Boy, I wish this movie had a better name. Its working title, All You Need Is Kill – like the Japanese novel on which it's based – is no better, but Edge of Tomorrow sounds like a soap opera. It's hard to say whether this bland title deterred audience interest in the film, or if people are just kind of done with Tom Cruise, but it's a pity either way, as this is good, smart summer popcorn fare.
Tom Terrific plays a chicken-hearted Army PR flack who, a few years in the future, is drafted into an international military assault on Europe, which has been taken over by terrifying, squid-like extra-terrestrials. On this high-tech D-Day, the human troops are mercilessly slaughtered by the enemy. Cruise, who has no idea how to fight these creatures (he was branded a deserter some 36 hours earlier, and is strapped into a complicated mech suit that he was never taught how to operate), accidentally kills one, which spits up acidic goo on his face.
Cruise dies, and then... wakes up the day before, right back at boot camp, where he started.
So yes, as you have no doubt heard, this is Aliens meets Groundhog Day (though perhaps Source Code is the better analogue). But ably directed by Doug Liman and written by the dependable Christopher McQuarrie along with Jez & John-Henry Butterworth (best known for the political drama Fair Game), Edge of Tomorrow stands on its own merits. It's clever, it's satisfying, and if it's not particularly deep, who cares? It gives you your money's worth.

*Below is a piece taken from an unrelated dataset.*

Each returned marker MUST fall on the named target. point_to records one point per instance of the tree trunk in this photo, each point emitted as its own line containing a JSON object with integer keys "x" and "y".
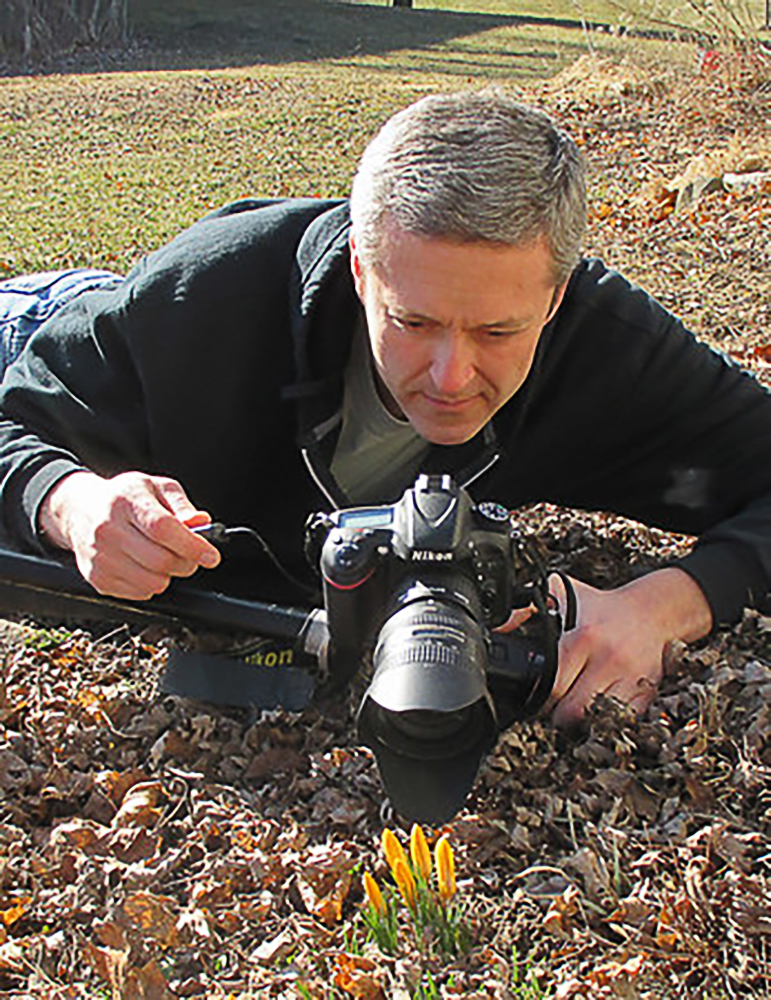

Kudos to the filmmakers for keeping Emily Blunt's ass-kicking heroine in the center of the drama, and not just shunting her off to the side so that Cruise can smirk his way through the proceedings. He very much depends on her, and even grows to care for her over the time he spends with her (someone estimated it at 393 repeated days), even though her memories of him reset to zero each time he dies and wakes up again. Blunt was once supposed to play Black Widow in Iron Man 2, but had to turn it down because it interfered with her Gulliver's Travels commitments. (Wrong choice, Blunt!) She later said she was glad she didn't get stuck as the "supportive female" – though of course, with Scarlett Johansson in the role, Black Widow turned out to be a thoroughly relevant and complex character in The Avengers and Captain America: The Winter Soldier – so it's nice to see Blunt put her money where her mouth is, and make Edge of Tomorrow's Rita Vrataski such a strong heroine, even if the story arc, out of necessity to the premise, belongs to Cruise's character.
Speaking of which, I actually liked Cruise in this role. My usual spiel is that when he's asked to just do action stuff, he's fine, but when asked to "act" (i.e. speak), he fails to convince. But this time I really did buy him as the unlikable coward who slowly figures out how to defeat his alien enemies. The story suggests that there is no "inner superhero" that is released during this process, but that pure repetition – and basic survival instincts – are what really get his character through his oft-repeated day.